Received 7 June 2017 Accepted 16 October 2017 Published 20 October 2017
Forest fires are a part of the natural disturbance regime in boreal and hemiboreal and boreal forests, shaping landscape patterns, vegetation dynamics, and biodiversity (Granström 2001; Niklasson and Drakenberg 2001; Kalnina et al. 2015; Jogiste et al. 2017). In addition to their ecological importance, forest fires have strong socio-economic effects, including economic costs and displacement of people from their homes (Tedim et al. 2015). Therefore, information on the occurrence of forest fires and environmental factors affecting them is crucial for sustainable forest management, including the development of a fire prevention policy.
On the largest scale, fire activity is driven by the prevailing climatic conditions (Bowman et al. 2009; Drobyshev et al. 2016; Venäläinen et al. 2014). Climate influences vegetation patterns and determines the length of the fire season (Carvalho et al. 2011); however, in the short term, weather drives fire ignition, behaviour, and spread (Wotton and Beverly 2007). Fires affect climate through the change of vegetation structure, surface albedo, and release of aerosols, thus creating a feedback loop (Bowman et al. 2009; Bowman et al. 2014). In northern Europe, studies have reported strong S–N gradients in the length of fire cycles (Päätalo 1998; Drobyshev et al. 2012), likely reflecting forcing of diverse climatic systems on regional fire activity (Drobyshev et al. 2012). In the northern part of Sweden, fire activity has been clearly related to variations in Atlantic sea surface temperatures, while in the southern part, this pattern is weakly apparent (Drobyshev et al. 2016); hence, fire activity has regional specificity (Drobyshev et al. 2012).

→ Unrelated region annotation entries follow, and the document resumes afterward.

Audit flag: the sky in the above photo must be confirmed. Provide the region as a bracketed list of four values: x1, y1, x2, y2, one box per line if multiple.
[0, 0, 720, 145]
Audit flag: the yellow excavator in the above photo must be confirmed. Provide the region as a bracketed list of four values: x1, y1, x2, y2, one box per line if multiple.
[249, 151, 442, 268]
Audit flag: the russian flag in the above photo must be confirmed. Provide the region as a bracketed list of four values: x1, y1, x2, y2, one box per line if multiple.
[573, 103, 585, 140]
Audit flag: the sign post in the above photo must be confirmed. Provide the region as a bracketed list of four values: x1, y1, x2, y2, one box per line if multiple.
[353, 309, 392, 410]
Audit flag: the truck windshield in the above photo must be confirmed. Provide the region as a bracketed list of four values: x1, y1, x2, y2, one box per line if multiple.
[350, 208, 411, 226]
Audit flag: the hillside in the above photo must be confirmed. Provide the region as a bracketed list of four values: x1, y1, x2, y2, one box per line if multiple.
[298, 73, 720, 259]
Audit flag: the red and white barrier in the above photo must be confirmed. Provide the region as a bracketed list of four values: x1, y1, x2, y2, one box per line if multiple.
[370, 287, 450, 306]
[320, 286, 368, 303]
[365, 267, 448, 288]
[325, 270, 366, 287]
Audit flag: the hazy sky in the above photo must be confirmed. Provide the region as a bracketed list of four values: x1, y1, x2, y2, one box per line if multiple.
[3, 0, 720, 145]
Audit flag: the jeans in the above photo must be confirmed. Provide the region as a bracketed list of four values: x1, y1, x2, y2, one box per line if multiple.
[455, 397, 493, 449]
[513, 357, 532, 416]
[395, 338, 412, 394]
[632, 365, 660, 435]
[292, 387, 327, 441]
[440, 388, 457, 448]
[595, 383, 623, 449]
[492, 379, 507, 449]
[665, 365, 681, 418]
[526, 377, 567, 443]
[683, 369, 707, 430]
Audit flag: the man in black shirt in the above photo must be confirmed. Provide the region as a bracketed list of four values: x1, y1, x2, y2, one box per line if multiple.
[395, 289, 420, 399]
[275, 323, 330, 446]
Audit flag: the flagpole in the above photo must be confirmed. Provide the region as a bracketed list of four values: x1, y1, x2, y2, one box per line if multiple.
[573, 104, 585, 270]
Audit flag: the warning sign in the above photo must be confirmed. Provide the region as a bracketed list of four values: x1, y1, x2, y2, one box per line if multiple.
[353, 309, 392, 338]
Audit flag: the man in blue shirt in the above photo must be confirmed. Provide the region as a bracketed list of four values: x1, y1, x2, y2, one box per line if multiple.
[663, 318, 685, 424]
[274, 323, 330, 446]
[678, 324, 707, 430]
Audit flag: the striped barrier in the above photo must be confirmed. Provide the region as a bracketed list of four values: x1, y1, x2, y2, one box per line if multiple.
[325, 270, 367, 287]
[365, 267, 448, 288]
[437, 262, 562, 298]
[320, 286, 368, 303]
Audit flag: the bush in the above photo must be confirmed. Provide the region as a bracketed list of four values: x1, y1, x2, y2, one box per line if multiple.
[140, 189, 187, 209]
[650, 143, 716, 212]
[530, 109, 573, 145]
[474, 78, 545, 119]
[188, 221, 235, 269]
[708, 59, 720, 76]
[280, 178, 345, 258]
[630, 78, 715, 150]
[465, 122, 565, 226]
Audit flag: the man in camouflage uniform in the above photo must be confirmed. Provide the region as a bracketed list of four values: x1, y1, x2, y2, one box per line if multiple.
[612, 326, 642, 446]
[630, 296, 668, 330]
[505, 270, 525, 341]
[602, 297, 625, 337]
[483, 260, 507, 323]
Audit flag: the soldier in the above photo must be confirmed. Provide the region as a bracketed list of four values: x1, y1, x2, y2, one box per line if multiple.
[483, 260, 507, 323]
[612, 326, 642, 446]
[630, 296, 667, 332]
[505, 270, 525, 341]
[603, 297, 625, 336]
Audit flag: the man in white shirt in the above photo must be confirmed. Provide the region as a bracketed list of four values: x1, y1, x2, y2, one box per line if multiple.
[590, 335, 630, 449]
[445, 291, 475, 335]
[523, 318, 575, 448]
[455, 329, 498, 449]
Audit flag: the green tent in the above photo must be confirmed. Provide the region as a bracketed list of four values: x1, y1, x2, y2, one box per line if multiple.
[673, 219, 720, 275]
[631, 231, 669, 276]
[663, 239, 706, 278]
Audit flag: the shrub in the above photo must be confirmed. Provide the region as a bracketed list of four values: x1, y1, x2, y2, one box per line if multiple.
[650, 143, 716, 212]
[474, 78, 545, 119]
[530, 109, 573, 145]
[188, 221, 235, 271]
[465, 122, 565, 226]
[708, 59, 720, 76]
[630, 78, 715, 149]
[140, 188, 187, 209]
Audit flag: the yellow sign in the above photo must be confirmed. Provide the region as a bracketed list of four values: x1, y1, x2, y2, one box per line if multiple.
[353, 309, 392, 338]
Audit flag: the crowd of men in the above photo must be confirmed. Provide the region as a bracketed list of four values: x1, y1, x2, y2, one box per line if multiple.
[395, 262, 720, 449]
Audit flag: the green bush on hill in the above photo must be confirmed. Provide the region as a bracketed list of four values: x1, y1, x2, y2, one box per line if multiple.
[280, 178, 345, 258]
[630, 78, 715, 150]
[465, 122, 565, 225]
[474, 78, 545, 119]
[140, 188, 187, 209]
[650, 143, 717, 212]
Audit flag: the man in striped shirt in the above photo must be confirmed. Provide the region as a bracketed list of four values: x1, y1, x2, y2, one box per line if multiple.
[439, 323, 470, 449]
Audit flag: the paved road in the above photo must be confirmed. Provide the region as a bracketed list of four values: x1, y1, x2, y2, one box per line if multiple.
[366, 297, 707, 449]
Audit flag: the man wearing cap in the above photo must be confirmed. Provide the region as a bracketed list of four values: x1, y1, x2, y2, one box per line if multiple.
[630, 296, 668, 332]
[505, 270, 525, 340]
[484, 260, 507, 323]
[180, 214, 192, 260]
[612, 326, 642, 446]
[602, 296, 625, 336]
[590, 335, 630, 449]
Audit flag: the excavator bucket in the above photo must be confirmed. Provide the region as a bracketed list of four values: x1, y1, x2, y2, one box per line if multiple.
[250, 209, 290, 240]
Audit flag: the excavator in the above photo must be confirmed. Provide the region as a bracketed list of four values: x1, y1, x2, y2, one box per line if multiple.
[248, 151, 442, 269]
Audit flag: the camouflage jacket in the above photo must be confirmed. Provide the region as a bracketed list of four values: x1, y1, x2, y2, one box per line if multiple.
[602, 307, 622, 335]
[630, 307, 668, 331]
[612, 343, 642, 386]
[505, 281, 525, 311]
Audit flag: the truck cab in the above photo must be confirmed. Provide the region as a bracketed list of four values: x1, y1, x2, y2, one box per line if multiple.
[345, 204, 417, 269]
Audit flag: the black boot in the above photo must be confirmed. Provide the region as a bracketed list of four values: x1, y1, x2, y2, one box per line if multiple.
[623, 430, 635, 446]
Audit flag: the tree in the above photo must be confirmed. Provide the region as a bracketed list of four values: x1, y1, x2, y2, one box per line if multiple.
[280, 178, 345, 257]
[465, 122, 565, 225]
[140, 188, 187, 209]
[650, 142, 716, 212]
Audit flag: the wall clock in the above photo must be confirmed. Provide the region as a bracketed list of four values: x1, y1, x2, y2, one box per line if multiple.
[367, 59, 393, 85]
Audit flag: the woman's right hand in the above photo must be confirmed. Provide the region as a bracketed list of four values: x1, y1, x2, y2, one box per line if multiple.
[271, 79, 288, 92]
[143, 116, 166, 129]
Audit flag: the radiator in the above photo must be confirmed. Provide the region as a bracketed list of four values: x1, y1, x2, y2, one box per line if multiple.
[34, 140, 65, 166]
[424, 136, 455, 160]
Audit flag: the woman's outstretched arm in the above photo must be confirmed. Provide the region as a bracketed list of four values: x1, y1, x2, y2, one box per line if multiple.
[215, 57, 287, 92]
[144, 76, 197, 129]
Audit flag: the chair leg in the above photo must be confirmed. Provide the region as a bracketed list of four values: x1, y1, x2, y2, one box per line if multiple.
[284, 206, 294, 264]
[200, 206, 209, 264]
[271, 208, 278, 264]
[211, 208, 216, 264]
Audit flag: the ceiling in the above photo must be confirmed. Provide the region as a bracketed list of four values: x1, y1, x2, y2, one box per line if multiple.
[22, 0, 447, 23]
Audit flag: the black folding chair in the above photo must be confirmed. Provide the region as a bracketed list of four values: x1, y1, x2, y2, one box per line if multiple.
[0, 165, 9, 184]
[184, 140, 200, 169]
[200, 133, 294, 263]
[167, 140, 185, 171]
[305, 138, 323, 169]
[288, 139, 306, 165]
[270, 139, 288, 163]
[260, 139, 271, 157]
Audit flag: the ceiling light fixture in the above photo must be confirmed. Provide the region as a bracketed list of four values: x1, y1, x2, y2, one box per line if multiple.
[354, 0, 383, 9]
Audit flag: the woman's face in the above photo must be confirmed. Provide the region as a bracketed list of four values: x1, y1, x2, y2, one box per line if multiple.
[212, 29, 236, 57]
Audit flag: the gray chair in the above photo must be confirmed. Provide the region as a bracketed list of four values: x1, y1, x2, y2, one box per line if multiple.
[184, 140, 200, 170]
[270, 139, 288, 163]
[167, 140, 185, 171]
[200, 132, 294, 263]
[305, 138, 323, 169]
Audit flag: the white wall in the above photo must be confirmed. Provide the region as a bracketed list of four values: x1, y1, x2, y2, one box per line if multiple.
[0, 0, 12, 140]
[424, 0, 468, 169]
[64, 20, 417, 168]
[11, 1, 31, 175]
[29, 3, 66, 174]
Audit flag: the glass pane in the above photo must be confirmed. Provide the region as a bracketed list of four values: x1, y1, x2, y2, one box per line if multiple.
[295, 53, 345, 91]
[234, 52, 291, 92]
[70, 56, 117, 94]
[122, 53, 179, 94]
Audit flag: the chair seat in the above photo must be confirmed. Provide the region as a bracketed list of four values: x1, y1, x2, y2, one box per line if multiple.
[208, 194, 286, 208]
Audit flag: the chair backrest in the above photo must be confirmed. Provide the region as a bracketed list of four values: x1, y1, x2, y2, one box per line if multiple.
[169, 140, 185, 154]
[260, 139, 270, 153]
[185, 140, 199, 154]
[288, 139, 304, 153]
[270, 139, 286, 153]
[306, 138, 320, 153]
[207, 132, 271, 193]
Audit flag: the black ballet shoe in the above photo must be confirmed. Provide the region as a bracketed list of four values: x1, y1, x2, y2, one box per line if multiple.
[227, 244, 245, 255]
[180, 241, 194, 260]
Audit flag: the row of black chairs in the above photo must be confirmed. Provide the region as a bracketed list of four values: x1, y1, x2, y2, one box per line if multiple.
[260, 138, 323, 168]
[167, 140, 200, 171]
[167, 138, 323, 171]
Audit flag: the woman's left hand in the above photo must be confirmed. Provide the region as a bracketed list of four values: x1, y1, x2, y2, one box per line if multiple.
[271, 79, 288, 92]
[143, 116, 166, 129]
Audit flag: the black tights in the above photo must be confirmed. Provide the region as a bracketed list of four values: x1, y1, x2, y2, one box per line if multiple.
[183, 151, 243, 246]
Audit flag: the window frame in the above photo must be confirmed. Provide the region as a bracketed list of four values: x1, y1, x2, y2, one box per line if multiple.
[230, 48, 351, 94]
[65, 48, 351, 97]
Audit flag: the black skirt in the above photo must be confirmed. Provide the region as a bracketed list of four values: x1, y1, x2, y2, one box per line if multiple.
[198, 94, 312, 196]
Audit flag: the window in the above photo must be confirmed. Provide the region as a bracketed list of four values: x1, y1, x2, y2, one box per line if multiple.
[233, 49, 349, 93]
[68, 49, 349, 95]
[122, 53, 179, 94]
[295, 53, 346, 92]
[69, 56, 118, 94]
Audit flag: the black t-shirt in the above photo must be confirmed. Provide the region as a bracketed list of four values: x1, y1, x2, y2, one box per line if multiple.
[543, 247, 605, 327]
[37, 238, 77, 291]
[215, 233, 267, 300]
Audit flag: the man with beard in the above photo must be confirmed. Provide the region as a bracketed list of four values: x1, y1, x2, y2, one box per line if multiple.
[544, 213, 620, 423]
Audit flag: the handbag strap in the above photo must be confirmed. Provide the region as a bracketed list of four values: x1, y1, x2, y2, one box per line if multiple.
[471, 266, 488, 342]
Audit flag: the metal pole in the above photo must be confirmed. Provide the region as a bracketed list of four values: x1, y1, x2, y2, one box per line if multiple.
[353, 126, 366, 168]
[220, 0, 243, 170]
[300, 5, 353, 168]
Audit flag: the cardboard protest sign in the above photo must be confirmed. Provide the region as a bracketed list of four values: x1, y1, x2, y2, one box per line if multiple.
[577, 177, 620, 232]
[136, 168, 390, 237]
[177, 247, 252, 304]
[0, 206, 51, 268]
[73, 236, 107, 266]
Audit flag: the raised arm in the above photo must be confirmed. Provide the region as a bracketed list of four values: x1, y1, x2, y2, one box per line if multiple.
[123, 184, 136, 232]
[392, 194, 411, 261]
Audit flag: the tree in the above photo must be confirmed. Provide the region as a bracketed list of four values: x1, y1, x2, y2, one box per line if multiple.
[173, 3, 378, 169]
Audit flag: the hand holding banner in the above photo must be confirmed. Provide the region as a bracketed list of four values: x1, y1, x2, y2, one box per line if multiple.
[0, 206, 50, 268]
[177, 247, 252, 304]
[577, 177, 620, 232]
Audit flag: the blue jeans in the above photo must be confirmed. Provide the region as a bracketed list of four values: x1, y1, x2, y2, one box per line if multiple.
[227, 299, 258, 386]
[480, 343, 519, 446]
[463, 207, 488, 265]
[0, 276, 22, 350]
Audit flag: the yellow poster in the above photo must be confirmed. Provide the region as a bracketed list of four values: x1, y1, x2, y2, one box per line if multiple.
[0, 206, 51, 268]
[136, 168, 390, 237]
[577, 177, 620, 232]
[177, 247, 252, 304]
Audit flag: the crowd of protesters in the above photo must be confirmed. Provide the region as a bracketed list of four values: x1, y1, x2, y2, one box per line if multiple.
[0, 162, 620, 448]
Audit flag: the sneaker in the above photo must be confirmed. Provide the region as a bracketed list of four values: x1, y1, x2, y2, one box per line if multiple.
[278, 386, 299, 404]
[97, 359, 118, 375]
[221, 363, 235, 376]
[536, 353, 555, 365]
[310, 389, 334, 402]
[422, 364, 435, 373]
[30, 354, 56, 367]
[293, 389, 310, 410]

The knowledge of and improved estimates of climatic drivers on fire activity is particularly important in the context of ongoing climatic change (Bowman et al. 2009). Abatzoglou and Williams (2016) presented an estimate that climate change may have increased fire-affected areas by 4.2 million ha in the western USA during 1984–2015. In southern and eastern Europe during the past few decades, the frequency of increased forest fire danger conditions has been rising (Venäläinen et al. 2014). In northern Europe, the occurrence of large ( >10 ha) forest fires is predicted to at least double by the end of the 21st century (Lehtonen et al. 2016). With increasing fire risks in the near future, information about past fire regimes is a valuable source of information that can be used for fire hazard predictions and mitigation.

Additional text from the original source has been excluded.